This report investigates ATM performance at a leading financial institution in South Africa, which for the purpose of this report is referred to as ABC Bank.
The objective of any bank is to provide customers with good ATM service at the lowest possible cost. However, in the financial services industry, good customer service is especially difficult to define and any form of cash handling and distribution is extremely costly. Therefore finding the balance between cost and service is a difficult task. ABC Bank places more emphasis on maintaining good customer service than reducing costs. It is company policy to stock all ATMs at a 98% service level. This means that each ATM is stocked with enough cash to be 98% confident that all customer demand will be satisfied.
This report first provides the results of research conducted into the ATM service industry, with respect to the cost components and risk factors associated with the ATM Cash Cycle, how ATM holdings are calculated using demand forecasts and finally, customer service in the ATM usage environment. Thereafter, the reasons why ABC Bank implements the 98% service level policy are discussed. Based on all of these aspects, the 98% service level is investigated and assessed in order to determine whether it is a good policy or not.
The investigation into the policy firstly proves that servicing all ATMs at a 98% service level is not in fact always necessary from a customer’s perspective. This is because the results of the research conducted show that a customer’s reaction in the event of a missed transaction at an ATM is directly related to the unique characteristics and location of the ATM itself. In other words, the willingness of a customer to accept a cash-shortage situation or the likelihood of the customer being highly annoyed varies from ATM to ATM. This implies that all ATMs are not the same and therefore should be treated differently from a service level perspective.
The next step of the investigation into the 98% service level policy proves that the policy significantly increases cost as well as risk.
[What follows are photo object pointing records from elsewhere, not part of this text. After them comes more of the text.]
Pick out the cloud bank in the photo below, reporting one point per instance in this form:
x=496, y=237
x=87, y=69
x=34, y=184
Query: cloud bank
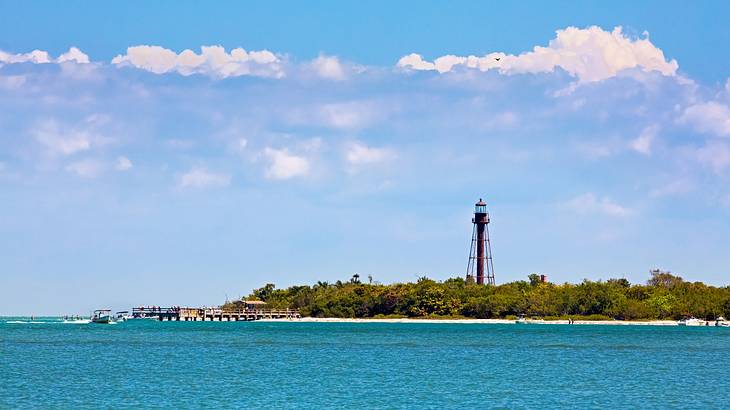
x=590, y=54
x=212, y=60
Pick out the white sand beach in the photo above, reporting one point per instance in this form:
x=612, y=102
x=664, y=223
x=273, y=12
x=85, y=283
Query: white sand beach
x=478, y=321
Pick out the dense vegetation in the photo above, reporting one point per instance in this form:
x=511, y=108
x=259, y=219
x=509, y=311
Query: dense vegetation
x=664, y=296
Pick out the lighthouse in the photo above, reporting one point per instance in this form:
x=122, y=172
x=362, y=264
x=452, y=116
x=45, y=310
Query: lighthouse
x=480, y=253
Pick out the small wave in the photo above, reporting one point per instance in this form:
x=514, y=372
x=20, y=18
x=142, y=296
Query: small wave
x=23, y=322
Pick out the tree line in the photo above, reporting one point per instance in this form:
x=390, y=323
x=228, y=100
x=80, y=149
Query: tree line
x=664, y=296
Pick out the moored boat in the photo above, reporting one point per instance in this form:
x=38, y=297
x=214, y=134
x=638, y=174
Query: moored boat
x=103, y=316
x=691, y=321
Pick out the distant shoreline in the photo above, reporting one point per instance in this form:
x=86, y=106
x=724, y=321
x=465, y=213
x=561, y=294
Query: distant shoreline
x=478, y=321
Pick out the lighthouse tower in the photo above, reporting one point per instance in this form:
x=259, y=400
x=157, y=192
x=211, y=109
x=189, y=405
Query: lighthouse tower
x=480, y=254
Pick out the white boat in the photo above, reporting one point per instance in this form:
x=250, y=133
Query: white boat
x=122, y=316
x=691, y=321
x=103, y=316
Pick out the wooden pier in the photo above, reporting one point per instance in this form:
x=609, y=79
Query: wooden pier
x=192, y=314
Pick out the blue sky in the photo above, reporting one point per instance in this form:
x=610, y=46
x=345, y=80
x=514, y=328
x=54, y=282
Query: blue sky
x=311, y=142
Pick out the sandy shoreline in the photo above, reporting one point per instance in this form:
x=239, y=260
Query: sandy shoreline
x=478, y=321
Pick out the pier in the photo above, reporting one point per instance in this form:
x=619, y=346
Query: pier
x=254, y=310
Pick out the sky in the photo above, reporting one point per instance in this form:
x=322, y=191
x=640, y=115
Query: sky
x=184, y=153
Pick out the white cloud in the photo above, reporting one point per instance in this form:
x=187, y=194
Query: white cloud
x=199, y=177
x=709, y=117
x=643, y=143
x=213, y=61
x=42, y=57
x=123, y=164
x=360, y=154
x=590, y=54
x=75, y=55
x=590, y=204
x=88, y=168
x=283, y=165
x=328, y=67
x=62, y=141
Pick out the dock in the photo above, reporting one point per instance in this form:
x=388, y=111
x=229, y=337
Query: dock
x=212, y=314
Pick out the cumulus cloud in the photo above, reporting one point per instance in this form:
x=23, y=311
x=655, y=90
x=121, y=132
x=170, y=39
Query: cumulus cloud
x=199, y=177
x=284, y=165
x=708, y=117
x=589, y=203
x=42, y=57
x=88, y=168
x=361, y=154
x=123, y=164
x=213, y=61
x=590, y=54
x=75, y=55
x=643, y=143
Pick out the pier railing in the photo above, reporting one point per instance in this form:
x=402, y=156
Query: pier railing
x=178, y=313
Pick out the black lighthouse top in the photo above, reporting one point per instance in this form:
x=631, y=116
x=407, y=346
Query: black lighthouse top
x=480, y=207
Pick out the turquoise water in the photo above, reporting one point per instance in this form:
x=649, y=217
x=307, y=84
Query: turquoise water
x=363, y=365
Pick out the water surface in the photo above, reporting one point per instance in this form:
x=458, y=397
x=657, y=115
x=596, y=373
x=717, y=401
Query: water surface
x=365, y=365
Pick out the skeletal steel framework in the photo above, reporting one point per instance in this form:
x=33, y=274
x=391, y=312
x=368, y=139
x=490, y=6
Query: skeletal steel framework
x=480, y=252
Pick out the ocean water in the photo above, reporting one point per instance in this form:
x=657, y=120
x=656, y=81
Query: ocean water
x=360, y=365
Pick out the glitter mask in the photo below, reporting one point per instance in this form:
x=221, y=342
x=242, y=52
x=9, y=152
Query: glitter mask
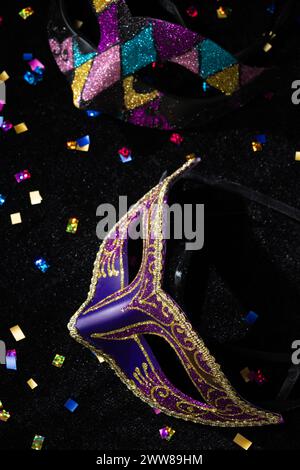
x=120, y=315
x=107, y=77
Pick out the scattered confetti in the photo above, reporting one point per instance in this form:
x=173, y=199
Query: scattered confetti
x=42, y=264
x=4, y=415
x=166, y=433
x=20, y=128
x=176, y=139
x=4, y=76
x=31, y=78
x=32, y=384
x=72, y=225
x=37, y=442
x=16, y=218
x=17, y=333
x=6, y=126
x=92, y=113
x=125, y=155
x=251, y=318
x=27, y=56
x=71, y=405
x=35, y=64
x=257, y=147
x=22, y=176
x=58, y=361
x=267, y=47
x=11, y=359
x=223, y=13
x=242, y=442
x=246, y=374
x=205, y=86
x=26, y=12
x=82, y=144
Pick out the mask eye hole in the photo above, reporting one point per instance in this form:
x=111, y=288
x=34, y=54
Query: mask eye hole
x=174, y=79
x=82, y=20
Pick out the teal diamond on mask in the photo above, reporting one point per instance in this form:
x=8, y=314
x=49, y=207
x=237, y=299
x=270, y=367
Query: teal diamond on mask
x=79, y=57
x=138, y=52
x=213, y=58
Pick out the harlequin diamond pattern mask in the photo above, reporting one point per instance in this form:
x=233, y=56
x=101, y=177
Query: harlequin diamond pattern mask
x=108, y=77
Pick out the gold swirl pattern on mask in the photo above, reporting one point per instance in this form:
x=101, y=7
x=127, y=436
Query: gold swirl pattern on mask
x=261, y=417
x=132, y=98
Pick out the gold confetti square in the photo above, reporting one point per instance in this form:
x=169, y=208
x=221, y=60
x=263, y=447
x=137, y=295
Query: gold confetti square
x=20, y=128
x=17, y=333
x=35, y=198
x=58, y=361
x=242, y=442
x=4, y=76
x=16, y=218
x=32, y=384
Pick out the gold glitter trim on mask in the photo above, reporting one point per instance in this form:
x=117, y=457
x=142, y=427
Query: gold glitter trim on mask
x=227, y=81
x=134, y=99
x=81, y=74
x=186, y=413
x=100, y=5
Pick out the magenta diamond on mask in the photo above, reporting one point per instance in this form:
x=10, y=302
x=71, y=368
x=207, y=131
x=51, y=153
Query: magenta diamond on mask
x=108, y=22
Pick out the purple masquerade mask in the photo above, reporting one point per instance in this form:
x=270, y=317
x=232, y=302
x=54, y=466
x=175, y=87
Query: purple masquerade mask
x=107, y=76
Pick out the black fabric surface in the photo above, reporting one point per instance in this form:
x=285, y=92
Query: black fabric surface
x=73, y=184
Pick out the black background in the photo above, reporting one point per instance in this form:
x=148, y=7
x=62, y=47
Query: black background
x=73, y=184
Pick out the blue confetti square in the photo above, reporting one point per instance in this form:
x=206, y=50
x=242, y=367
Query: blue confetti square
x=42, y=265
x=251, y=318
x=138, y=52
x=30, y=78
x=71, y=405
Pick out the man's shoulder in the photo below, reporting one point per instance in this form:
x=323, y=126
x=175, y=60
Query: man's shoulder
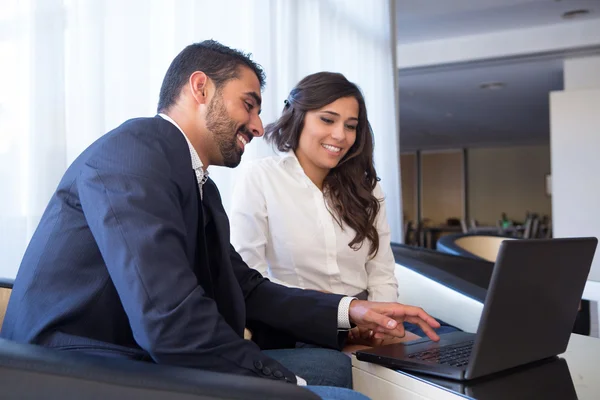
x=153, y=145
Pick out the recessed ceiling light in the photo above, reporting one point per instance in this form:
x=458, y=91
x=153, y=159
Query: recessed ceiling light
x=492, y=85
x=575, y=13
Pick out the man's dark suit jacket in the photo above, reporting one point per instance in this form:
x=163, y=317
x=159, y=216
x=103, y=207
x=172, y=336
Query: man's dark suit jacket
x=126, y=263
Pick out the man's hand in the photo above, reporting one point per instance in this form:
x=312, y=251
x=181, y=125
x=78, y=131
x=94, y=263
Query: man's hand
x=385, y=319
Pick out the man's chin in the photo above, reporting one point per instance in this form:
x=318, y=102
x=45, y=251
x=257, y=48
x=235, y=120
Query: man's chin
x=232, y=162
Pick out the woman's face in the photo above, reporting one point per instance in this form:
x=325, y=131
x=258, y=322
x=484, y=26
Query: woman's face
x=328, y=134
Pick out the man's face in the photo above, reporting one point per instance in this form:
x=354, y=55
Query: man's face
x=233, y=117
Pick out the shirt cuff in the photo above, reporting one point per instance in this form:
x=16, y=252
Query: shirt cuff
x=343, y=313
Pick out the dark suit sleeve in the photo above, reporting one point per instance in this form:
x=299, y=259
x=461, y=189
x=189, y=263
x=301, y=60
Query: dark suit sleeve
x=305, y=315
x=134, y=211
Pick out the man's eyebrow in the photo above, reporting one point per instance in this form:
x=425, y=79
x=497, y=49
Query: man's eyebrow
x=255, y=97
x=337, y=115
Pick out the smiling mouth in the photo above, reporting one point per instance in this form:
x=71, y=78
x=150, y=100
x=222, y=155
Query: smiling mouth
x=332, y=149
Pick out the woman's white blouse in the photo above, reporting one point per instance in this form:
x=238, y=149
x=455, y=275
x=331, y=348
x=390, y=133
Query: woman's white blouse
x=281, y=226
Since stocking all ATMs at a 98% service level is not always necessary, the high costs and risks incurred as a result of the policy are not justified.
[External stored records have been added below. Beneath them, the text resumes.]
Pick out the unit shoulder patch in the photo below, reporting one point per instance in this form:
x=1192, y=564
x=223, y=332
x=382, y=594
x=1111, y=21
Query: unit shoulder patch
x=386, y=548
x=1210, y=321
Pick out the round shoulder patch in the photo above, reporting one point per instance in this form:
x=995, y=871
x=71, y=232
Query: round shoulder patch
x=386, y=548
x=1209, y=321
This report therefore concludes that the 98% service level policy should be reviewed as it not a cost-efficient approach to satisfy customer demand. It is therefore proposed that ABC Bank utilises the ATM Service Level Model developed and discussed in this report and which has been built for the purpose of this project.
The ATM Service Level Model is able to calculate an optimal service level for each of the ATMs belonging to ABC Bank. The optimal service level is one which will provide the service level actually required by customers at each specific ATM while simultaneously minimising the costs and risks incurred. This is done by differentiating between ATMs based on their individual characteristics and location. Each ATM is assigned an “Importance Factor” and an optimal service level is calculated using historical holdings-withdrawals data pertaining to that specific ATM. Implementing the optimal service levels calculated by the ATM Service Level Model, will result in substantial savings for ABC Bank , while simultaneously maintaining the level of ATM Performance required for ABC Bank to be competitive in the financial services industry (exact figures have not been included in the report for confidentiality purposes).
Thesis (B Eng. (Industrial and Systems Engineering))--University of Pretoria, 2012.